WebAssist.com Corporation
- Company type: Private
- Industry: Software
- Founded: Encinitas, California
- Founders: Ray Borduin (President) Hieu Bui Neil Hansch Matt Eastling Tom Gade Eric Ott Tim Sweeney
- Headquarters: San Diego, California
- Area served: Worldwide
- Key people: Anna Robinson (VP of Operations) Michael Lekse
- Products: Dreamweaver Extensions Pre-built Web Solutions
- Number of employees: 20 - 25 (October 2009)
- Website: http://www.webassist.com

= WebAssist =

American software company

WebAssist.com corporation is a U.S. based software company that develops, licenses and supports a variety of web related software products for Adobe Dreamweaver. Headquartered in San Diego, California, the company’s core focus has been the creation of Dreamweaver extensions for web development.

While WebAssist primarily develops Dreamweaver extensions, the company has also built Microsoft Expression Web add-ons.
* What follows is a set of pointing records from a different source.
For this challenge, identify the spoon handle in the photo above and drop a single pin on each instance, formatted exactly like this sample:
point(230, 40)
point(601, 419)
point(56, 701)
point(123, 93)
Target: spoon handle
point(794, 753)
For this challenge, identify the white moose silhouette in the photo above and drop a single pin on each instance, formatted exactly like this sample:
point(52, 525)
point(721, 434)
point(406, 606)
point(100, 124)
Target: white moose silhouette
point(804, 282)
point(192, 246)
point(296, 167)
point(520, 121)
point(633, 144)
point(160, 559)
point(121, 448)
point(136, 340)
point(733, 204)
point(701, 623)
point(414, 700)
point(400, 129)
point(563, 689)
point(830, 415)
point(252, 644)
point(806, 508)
In addition, WebAssist has offered custom software development services for Adobe Acrobat Connect Pro, Blackboard, and WebCT.
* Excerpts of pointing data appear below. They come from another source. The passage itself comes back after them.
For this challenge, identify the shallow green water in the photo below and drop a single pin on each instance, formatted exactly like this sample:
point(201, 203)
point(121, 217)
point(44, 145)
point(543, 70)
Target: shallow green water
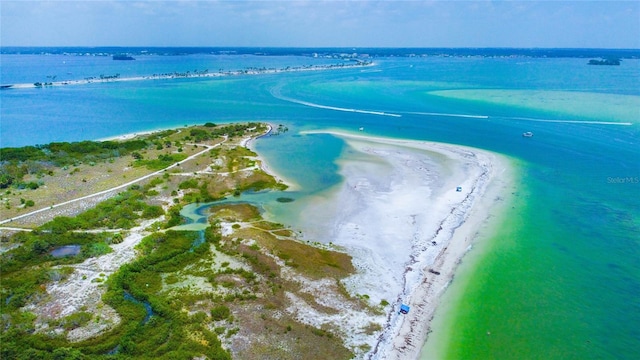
point(560, 279)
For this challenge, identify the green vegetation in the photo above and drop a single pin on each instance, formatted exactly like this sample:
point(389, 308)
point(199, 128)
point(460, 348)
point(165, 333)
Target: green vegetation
point(43, 159)
point(178, 299)
point(119, 212)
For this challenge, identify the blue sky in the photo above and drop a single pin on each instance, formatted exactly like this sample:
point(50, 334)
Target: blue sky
point(573, 24)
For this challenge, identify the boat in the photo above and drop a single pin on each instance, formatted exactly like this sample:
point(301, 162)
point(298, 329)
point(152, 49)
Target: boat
point(122, 57)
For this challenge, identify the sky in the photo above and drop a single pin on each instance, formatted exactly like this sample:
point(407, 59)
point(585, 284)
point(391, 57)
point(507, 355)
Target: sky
point(354, 23)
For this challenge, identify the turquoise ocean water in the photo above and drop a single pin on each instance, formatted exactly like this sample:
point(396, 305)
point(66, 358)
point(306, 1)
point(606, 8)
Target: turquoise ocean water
point(559, 279)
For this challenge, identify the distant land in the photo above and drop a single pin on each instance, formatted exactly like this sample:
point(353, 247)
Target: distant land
point(332, 52)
WebAssist is a privately held California C-corporation with approximately 20-25 employees. The company’s most prominent partners include Adobe, Microsoft, PayPal, AOL, eBay, Yahoo!, Google and Affinity.

==History==
WebAssist was founded in the 1990s by Ray Borduin, Hieu Bui, Neil Hansch, Matt Eastling, Tom Gade, Eric Ott, and Tim Sweeney. Ray Borduin, WebAssist’s president, started as the sole employee building software extensions in his garage located in Carlsbad, California. The first product produced by Ray Borduin was called Line Maker, which was built for Elemental Software’s web development platform Drumbeat. Ray Borduin also produced a variety of eCommerce applications for Drumbeat, one of his core competencies leading up to the development of eCart a current product of WebAssist.
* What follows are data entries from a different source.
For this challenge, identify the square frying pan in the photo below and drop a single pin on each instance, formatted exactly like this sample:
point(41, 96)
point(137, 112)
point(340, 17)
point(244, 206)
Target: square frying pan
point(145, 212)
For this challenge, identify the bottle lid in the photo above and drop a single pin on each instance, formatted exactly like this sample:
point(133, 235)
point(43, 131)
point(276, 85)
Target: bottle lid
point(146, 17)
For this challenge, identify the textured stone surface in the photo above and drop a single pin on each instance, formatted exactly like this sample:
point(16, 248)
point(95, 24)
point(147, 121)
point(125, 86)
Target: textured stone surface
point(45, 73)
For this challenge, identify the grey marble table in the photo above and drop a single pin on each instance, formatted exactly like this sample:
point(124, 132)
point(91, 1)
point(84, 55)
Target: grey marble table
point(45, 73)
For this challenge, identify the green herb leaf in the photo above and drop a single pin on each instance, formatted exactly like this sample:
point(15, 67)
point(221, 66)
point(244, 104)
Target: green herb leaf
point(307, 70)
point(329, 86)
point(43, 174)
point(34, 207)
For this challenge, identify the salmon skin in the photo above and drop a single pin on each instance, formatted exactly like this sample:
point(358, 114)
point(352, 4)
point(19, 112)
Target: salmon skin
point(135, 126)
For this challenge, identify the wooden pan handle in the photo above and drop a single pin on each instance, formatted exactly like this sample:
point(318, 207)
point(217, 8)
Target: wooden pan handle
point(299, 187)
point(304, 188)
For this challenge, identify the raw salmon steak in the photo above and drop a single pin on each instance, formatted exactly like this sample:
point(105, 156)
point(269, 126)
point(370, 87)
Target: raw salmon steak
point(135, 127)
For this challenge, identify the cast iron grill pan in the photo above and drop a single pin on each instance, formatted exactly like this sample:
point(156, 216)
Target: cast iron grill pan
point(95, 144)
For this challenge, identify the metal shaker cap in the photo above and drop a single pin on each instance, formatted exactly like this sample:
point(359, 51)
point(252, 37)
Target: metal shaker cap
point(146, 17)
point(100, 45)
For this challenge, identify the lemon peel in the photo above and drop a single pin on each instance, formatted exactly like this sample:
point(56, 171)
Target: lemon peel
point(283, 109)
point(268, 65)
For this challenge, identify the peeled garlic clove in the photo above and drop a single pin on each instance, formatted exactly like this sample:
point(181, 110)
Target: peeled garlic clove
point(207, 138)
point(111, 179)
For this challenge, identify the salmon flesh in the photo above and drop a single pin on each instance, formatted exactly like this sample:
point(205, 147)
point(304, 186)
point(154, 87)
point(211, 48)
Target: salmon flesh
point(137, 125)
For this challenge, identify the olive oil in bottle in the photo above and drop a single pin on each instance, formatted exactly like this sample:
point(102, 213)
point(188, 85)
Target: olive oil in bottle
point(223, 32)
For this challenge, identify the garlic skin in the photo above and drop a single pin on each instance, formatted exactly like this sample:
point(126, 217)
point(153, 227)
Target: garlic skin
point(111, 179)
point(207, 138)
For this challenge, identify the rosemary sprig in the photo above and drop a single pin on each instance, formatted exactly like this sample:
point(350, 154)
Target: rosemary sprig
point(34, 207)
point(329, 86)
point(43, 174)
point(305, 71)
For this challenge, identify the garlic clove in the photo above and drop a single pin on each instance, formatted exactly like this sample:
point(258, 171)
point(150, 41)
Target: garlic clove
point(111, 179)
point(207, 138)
Soon after Elemental Software was acquired by Macromedia, Drumbeat was discontinued and Dreamweaver Ultradev was released. At this time Ray Borduin switched his focus to Dreamweaver, moved to an office in Solana Beach, California, and built the company’s first Dreamweaver extension named Cookies Toolkit. WebAssist has also been located in Encinitas, California, and San Diego, California, where the company is currently headquartered.